In March 2005, the building and a contiguous sister building to the north were sold to a developer for
$54 million. Rumors flew, but only in March of this year did tenants discover, on the Web site of the Buildings Department, that the new owners had
received city approval to build nine stories on top of the existing six-story buildings while the tenants are living there.
To hear them
describe it, the specter of Upper West Side development now hovers above their heads like some mythical Condo of Damocles. (Such vertical enlargements
of occupied apartment houses are not unprecedented; several years ago, half a dozen stories were added atop a six-story building at Amsterdam and 90th
Street.)
"This has been very, very scary, particularly for older people, who are afraid they will be made to move somehow," Ms. Cohen said on
Tuesday in her one-bedroom apartment, as she gave her baby grandson a bottle. "We have many people who have asthma and upper-respiratory illnesses or
little babies, and they're very worried about dust."
According to tenants, Swig Equities, which manages both buildings, has rebuffed requests to
meet with them.
Kent Swig, the president of Swig Equities and an owner of the tenements, said on Thursday that his staff had met with tenants,
but that no plan had been shared because the engineering work was only recently completed. "The building is a very complicated structure," he said.
"Until we knew we were actually able to do it, it wouldn't make sense to tell tenants or the world what we were doing."
The existing buildings
will remain rentals, he said, and he expects to make a presentation to the tenants within 30 days.
Tenants' attempts to learn about the
construction have also been stymied by procedures of the Buildings Department, under which approved construction plans are returned to the owner until
the contractor applies for permits. Until then, only the project's outlines are available.
"Clearly, this is not a sensible procedure," said
Scott Stringer, the Manhattan borough president, "to say to tenants one day, 'We are going to build on top of your head, and there are no plans for
you to see at the Department of Buildings.' "
The department, said a spokeswoman, Ilyse Fink, has asked the architect of the rooftop addition
to give it the building plans. She added that the agency would meet with tenants and officials and had put the project on hold until it re-examined
the plans.
Still, not every renter wants the construction delayed. "It's a major improvement to the 90's to have this kind of development, in
terms of the quality of people who are going to move here," Ephraim Nagar said as he sipped a three-olive martini at Talia's Steakhouse, a restaurant
he owns on the ground floor of the northern building.
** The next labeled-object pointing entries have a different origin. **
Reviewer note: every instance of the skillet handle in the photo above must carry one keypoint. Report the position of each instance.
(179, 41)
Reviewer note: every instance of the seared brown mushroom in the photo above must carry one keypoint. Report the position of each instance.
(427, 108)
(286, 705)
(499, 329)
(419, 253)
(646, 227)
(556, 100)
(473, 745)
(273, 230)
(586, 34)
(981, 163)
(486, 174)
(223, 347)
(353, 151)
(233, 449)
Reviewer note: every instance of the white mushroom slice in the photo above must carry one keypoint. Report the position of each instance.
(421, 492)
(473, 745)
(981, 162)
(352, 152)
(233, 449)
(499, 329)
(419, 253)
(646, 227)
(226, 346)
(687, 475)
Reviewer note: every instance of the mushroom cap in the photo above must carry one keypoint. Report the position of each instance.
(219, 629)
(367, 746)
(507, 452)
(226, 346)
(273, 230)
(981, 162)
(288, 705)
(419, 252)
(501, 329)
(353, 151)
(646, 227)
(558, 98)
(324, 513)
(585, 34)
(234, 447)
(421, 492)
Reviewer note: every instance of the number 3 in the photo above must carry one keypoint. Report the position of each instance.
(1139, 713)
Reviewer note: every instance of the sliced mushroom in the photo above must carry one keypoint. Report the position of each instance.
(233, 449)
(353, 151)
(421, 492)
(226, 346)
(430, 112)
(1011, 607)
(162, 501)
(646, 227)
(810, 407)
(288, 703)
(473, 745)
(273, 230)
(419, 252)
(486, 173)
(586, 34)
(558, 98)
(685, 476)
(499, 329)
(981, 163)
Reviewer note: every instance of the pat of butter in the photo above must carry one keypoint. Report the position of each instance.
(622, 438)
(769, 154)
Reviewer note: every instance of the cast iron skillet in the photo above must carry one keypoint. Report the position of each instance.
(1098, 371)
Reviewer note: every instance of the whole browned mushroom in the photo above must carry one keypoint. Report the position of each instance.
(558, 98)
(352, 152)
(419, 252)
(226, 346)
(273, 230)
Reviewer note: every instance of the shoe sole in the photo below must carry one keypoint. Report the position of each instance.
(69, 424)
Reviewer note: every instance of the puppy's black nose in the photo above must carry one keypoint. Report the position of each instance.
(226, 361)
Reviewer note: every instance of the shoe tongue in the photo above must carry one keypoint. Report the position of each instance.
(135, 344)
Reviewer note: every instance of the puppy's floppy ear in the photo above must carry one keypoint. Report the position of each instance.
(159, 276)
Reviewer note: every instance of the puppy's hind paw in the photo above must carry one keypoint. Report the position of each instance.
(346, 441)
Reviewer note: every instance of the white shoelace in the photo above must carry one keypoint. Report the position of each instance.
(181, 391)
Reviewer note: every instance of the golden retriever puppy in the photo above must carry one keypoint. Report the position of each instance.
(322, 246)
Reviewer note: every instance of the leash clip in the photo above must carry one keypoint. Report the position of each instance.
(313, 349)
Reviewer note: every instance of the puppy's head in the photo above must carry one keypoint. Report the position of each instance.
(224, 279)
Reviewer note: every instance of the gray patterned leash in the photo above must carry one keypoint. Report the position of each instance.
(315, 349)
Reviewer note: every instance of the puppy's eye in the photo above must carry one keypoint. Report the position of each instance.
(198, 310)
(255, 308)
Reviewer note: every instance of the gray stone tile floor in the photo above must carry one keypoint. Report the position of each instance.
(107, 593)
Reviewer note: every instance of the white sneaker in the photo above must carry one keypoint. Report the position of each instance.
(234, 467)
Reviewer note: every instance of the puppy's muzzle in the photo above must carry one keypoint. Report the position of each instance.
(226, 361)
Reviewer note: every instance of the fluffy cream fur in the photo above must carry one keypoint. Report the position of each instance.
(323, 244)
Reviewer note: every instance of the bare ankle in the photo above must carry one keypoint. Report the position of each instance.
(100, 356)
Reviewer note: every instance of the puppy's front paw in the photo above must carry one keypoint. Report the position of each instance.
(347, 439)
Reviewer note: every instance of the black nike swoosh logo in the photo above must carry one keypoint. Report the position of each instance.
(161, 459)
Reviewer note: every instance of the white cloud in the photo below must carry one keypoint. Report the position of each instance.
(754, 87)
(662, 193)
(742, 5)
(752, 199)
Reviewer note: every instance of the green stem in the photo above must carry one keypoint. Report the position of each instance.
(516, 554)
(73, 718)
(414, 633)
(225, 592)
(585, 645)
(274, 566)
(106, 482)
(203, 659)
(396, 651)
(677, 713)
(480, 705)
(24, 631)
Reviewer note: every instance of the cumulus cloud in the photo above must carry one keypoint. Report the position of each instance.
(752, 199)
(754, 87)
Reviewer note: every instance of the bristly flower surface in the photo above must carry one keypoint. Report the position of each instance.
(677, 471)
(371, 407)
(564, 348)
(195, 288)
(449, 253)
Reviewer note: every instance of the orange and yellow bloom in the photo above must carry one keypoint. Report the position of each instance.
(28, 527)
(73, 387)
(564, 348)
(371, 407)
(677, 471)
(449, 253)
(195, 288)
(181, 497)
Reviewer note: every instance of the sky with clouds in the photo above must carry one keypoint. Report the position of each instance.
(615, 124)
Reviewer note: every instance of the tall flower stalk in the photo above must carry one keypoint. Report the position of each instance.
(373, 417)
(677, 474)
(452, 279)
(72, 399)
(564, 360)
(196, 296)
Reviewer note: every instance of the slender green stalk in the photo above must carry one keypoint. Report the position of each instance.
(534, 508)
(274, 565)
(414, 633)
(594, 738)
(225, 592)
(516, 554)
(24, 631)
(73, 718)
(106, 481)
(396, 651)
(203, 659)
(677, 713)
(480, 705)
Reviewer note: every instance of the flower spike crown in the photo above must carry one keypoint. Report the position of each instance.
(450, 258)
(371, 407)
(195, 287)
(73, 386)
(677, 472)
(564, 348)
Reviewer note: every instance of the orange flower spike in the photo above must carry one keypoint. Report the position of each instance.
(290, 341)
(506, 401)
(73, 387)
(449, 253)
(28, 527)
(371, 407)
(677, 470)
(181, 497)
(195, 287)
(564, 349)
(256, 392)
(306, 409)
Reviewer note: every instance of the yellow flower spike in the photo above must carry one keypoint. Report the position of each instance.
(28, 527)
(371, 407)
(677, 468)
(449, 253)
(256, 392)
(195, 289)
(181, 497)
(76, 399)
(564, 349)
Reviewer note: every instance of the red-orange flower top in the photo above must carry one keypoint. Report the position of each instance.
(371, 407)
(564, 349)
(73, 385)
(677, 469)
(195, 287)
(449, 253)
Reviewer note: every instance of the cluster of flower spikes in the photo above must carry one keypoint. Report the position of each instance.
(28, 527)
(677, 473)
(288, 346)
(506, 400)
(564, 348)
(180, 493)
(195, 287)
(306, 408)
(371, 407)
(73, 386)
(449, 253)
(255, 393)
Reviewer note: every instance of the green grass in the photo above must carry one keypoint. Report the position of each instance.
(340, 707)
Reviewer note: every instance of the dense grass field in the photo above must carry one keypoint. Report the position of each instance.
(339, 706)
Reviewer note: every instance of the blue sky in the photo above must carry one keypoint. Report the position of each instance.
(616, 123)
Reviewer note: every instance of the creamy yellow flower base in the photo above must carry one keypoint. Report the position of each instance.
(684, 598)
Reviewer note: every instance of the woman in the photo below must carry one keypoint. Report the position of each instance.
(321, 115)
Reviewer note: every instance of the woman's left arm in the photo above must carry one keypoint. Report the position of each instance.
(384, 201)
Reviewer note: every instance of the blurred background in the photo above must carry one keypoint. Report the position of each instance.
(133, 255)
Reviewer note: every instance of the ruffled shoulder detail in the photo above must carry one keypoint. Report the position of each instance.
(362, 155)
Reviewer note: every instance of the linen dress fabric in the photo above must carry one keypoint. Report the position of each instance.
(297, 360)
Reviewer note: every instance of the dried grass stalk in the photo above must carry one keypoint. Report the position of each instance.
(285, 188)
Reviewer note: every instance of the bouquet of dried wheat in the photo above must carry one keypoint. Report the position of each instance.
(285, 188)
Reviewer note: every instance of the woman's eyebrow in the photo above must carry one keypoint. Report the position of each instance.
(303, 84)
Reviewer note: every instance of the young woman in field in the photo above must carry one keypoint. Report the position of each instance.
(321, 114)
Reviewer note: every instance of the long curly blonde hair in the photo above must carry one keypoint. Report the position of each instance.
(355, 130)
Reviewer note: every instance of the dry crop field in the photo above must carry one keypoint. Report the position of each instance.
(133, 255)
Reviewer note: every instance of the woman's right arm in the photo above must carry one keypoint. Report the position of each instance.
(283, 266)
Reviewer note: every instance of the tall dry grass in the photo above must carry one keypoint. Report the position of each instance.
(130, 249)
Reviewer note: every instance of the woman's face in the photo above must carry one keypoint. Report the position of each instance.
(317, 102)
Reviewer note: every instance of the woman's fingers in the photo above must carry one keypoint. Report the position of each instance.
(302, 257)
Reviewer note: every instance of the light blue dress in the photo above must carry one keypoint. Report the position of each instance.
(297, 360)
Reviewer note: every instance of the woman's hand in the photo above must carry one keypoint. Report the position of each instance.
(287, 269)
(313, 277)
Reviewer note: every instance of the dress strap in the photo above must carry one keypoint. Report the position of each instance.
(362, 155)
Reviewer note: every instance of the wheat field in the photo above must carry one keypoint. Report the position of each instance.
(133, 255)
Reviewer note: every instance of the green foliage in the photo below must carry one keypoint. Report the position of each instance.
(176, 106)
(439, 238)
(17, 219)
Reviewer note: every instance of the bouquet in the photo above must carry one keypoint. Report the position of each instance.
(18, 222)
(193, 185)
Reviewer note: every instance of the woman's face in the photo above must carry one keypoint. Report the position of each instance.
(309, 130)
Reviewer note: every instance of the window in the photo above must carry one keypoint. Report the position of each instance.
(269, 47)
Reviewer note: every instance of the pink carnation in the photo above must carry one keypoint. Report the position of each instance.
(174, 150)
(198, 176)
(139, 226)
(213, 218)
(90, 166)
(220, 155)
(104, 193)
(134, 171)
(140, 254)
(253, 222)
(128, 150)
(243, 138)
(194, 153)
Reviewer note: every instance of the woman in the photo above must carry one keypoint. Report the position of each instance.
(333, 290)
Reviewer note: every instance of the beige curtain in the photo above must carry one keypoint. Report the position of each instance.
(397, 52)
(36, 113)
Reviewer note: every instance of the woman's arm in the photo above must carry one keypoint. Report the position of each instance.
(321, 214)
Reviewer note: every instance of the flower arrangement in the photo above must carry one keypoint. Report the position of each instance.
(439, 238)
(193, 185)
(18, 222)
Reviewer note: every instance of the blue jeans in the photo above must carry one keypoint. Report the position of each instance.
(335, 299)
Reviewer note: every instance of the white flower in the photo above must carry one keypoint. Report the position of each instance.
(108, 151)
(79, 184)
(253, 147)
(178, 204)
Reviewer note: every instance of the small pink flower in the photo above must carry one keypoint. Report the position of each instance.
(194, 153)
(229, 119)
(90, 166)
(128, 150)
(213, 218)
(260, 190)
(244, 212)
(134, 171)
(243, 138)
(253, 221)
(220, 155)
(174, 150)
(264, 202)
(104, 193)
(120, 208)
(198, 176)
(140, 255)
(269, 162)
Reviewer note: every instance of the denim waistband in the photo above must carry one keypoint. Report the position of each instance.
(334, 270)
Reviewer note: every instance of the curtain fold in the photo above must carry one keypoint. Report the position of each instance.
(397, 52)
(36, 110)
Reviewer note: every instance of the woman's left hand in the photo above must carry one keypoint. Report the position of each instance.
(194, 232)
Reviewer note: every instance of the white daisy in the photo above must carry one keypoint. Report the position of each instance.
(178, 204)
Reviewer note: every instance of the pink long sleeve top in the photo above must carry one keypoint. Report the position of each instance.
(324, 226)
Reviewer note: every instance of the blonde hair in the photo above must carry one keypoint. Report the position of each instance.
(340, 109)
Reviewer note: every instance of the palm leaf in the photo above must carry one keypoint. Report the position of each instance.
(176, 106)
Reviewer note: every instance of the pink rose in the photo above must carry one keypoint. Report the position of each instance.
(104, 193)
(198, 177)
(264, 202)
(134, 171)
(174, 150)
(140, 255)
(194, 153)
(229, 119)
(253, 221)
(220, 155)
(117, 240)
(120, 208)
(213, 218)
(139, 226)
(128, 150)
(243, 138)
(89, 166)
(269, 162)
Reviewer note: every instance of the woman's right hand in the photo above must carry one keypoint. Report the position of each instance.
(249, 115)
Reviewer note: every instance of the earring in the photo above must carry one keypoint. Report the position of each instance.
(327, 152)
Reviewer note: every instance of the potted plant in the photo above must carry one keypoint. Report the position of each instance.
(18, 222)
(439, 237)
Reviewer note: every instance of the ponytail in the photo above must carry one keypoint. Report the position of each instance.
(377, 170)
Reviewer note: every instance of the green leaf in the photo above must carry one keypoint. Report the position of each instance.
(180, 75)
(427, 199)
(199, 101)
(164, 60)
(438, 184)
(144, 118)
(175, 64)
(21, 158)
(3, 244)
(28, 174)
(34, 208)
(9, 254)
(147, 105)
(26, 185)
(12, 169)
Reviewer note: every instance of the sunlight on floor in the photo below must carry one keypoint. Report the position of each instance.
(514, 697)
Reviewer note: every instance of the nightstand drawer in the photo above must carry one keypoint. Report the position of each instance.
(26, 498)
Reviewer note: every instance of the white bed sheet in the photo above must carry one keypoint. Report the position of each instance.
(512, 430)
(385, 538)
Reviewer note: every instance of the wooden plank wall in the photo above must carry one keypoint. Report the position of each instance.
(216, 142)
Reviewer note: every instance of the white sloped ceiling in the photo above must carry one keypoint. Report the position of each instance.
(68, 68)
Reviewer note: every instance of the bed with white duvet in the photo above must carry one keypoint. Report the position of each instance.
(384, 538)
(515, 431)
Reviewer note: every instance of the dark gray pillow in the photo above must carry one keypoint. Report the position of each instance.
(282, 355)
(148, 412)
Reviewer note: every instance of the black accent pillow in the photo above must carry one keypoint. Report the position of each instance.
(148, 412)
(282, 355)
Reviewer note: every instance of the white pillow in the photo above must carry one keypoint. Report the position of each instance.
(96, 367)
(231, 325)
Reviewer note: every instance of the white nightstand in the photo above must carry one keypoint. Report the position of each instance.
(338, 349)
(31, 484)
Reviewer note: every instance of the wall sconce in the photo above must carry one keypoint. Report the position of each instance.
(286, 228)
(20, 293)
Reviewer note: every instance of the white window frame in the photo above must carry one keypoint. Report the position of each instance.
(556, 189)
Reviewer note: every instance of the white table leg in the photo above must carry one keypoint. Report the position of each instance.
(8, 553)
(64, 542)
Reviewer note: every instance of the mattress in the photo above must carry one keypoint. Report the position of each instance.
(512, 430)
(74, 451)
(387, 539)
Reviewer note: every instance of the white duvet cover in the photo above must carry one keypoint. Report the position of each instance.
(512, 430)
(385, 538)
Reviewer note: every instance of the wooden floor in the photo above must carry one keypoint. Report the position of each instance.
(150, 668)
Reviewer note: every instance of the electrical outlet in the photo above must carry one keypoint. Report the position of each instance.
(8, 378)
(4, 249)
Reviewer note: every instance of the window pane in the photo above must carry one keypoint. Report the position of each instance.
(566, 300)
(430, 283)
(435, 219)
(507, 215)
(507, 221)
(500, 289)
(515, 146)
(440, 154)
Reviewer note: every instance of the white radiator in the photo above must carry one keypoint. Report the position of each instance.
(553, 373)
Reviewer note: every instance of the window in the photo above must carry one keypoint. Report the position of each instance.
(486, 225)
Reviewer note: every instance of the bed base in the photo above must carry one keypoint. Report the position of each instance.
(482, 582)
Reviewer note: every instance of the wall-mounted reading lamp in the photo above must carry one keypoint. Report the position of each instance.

But State Assemblywoman Linda Rosenthal worried that renters would be priced out of the
area by the arrival of luxury condos plopped on top of their homes.
Amsterdam Avenue has tall apartment houses, but it also has short
tenements, and for longtime residents, that sawtoothed skyline is an ominous sign of its potential for developers. The new jostles with the old at
sidewalk level, too, where delis plastered with cigarette stickers and dirty Corona banners share a streetscape with upscale Japanese restaurants.
"These have been solid middle-class buildings in the neighborhood for many years, and people who lived in buildings shorter than 10 stories
felt safe about being able to afford their apartments," Ms. Rosenthal said on Wednesday. "But this kind of pressure from above calls into question all
those assumptions. If the top nine stories are condo, who's to say the bottom six won't go condo, too?"